Figure 4.

Ctf18 is not involved in intrachromosomal recombination. JKM161 cells carrying the HML donor sequence were treated as described for Figure 2. (A) A schematic representation of the HR intermediates formed during mating-type switching. The approximate location of the primers used to monitor DSBs (pI and pJ; MATa primers), strand invasion and primer extension (pG and pH; strand invasion and primer extension primers) and completion of repair (pC and pD; ligation primers) are shown. (B, C and D) Genomic DNA was isolated from wild-type (JKM161) and ctf18 mutant (YHO409) cells at the indicated time points after transient expression of HO endonuclease and subjected to PCR analysis to determine the efficiency of DSB formation (B), strand invasion and primer extension (C), and completion of repair (ligation) (C).
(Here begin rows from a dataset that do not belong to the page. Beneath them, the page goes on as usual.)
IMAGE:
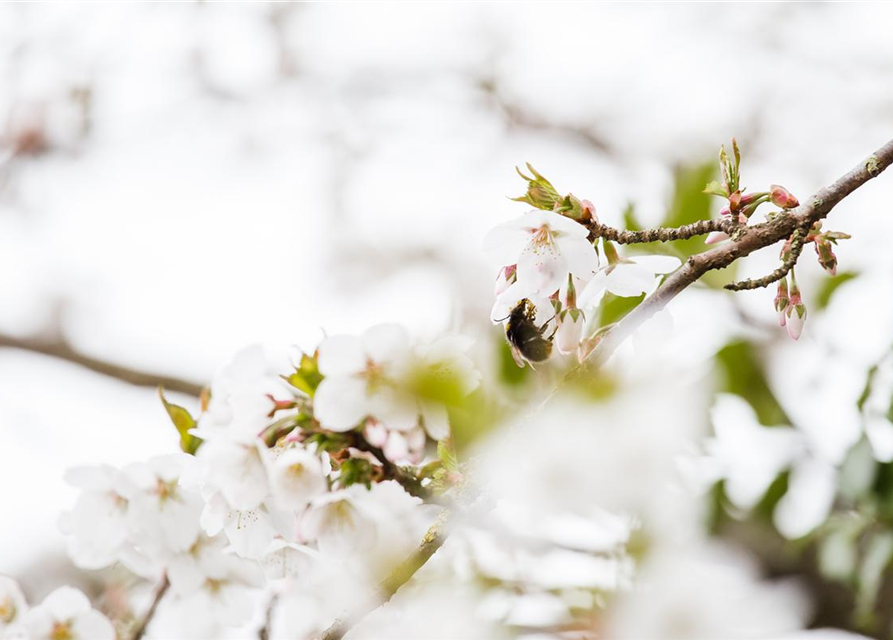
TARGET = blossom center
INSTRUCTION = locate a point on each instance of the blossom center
(61, 631)
(7, 610)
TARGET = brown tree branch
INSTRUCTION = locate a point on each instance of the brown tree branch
(61, 349)
(747, 240)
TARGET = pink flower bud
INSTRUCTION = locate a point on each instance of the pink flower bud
(588, 211)
(795, 316)
(505, 279)
(781, 197)
(826, 256)
(781, 296)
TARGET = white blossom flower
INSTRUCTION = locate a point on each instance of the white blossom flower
(236, 468)
(704, 591)
(12, 607)
(97, 527)
(337, 525)
(66, 614)
(360, 374)
(628, 277)
(297, 477)
(546, 247)
(249, 532)
(163, 515)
Amplified PCR products were run on agarose gels and stained with ethidium bromide. DNA signals were quantified and then normalized to the control SMC2 product. A PCR product using primers specific for detecting strand invasion and primer extension will only be generated if invasion of the 3′ strand and replication of at least 222 nt of the donor template sequence occurs. The highest level of strand invasion-primer extension and completion of repair (ligation) in wild-type cells was designated as 100%. The data represent the mean and SD of two independent experiments.